Gasko R
Vzajomna zdravotna poistovna Dovera, Kosice, Slovakia.
Bratisl Lek Listy. 2003;104(1):36-9.
When testing a hypothesis statistically, a principle is generally accepted that exact p values shall be stated in the treatise. Researchers have the choice of many statistical computer programmes with implemented hypothesis tests. Are exact p values calculated in the same statistical tests by diverse statistical programmes identical?
The respective zero hypothesis were tested in 5 artificially created data sets by the parametric unpaired t-test, non-parametric Mann-Whitney test, two-tailed F-test. The calculations were carried out by the following programmes: Statistix, version 7.1 (source www.statistix.com), Analyse-it, version 1.62 (source www.analyse-it.com), MedCalc, version 6.14 (source www.medcalc.be).
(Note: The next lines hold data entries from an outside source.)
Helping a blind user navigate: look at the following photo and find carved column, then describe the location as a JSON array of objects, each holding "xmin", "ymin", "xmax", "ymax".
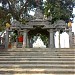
[
  {"xmin": 69, "ymin": 28, "xmax": 73, "ymax": 48},
  {"xmin": 5, "ymin": 28, "xmax": 9, "ymax": 49},
  {"xmin": 48, "ymin": 29, "xmax": 55, "ymax": 48},
  {"xmin": 23, "ymin": 29, "xmax": 27, "ymax": 47}
]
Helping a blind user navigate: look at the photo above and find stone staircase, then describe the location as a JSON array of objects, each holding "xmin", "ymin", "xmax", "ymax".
[{"xmin": 0, "ymin": 48, "xmax": 75, "ymax": 75}]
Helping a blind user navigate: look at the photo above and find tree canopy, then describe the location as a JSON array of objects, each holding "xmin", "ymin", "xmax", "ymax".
[{"xmin": 0, "ymin": 0, "xmax": 74, "ymax": 30}]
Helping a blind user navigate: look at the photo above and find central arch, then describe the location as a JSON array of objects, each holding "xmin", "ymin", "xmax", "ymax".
[{"xmin": 28, "ymin": 28, "xmax": 49, "ymax": 48}]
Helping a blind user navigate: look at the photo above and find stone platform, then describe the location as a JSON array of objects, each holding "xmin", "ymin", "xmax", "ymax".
[{"xmin": 0, "ymin": 48, "xmax": 75, "ymax": 75}]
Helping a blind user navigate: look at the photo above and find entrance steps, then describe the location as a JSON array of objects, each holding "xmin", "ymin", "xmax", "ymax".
[{"xmin": 0, "ymin": 48, "xmax": 75, "ymax": 75}]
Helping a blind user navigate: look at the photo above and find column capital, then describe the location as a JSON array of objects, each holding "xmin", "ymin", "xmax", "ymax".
[{"xmin": 47, "ymin": 29, "xmax": 54, "ymax": 32}]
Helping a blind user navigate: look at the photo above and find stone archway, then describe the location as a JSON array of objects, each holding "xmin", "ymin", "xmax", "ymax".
[{"xmin": 28, "ymin": 28, "xmax": 49, "ymax": 47}]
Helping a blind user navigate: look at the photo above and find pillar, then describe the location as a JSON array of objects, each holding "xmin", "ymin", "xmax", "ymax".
[
  {"xmin": 5, "ymin": 28, "xmax": 9, "ymax": 49},
  {"xmin": 69, "ymin": 28, "xmax": 73, "ymax": 48},
  {"xmin": 23, "ymin": 29, "xmax": 29, "ymax": 47},
  {"xmin": 48, "ymin": 29, "xmax": 55, "ymax": 48}
]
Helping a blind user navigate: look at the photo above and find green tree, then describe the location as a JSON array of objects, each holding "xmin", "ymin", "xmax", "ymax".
[
  {"xmin": 44, "ymin": 0, "xmax": 74, "ymax": 23},
  {"xmin": 0, "ymin": 0, "xmax": 75, "ymax": 29}
]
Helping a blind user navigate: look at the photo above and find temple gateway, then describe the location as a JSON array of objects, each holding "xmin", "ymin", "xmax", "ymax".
[{"xmin": 5, "ymin": 7, "xmax": 72, "ymax": 48}]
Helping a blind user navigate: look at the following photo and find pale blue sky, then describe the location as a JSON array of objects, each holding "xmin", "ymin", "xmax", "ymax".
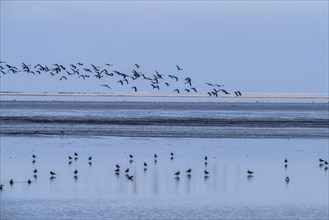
[{"xmin": 0, "ymin": 0, "xmax": 328, "ymax": 94}]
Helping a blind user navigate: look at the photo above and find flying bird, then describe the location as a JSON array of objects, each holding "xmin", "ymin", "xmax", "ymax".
[{"xmin": 176, "ymin": 65, "xmax": 183, "ymax": 71}]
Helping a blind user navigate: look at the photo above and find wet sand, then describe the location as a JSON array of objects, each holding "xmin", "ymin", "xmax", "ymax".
[{"xmin": 0, "ymin": 135, "xmax": 329, "ymax": 219}]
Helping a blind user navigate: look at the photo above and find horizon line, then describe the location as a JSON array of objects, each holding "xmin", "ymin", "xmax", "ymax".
[{"xmin": 0, "ymin": 92, "xmax": 329, "ymax": 99}]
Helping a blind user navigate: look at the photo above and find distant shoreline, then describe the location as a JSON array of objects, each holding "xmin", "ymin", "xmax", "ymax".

The p values in the same tests were mutually compared.
All three programmes calculated identical exact p values for the t-test. In the remaining two tests in case of 26 out of 44 calculations (59.1 per cent; 95 per cent confidence interval 43-73 per cent) different p values were calculated. The greatest difference was 18.35 per cent. In two cases the values oscillated about 0.05 and this fact caused essentially different interpretation of results.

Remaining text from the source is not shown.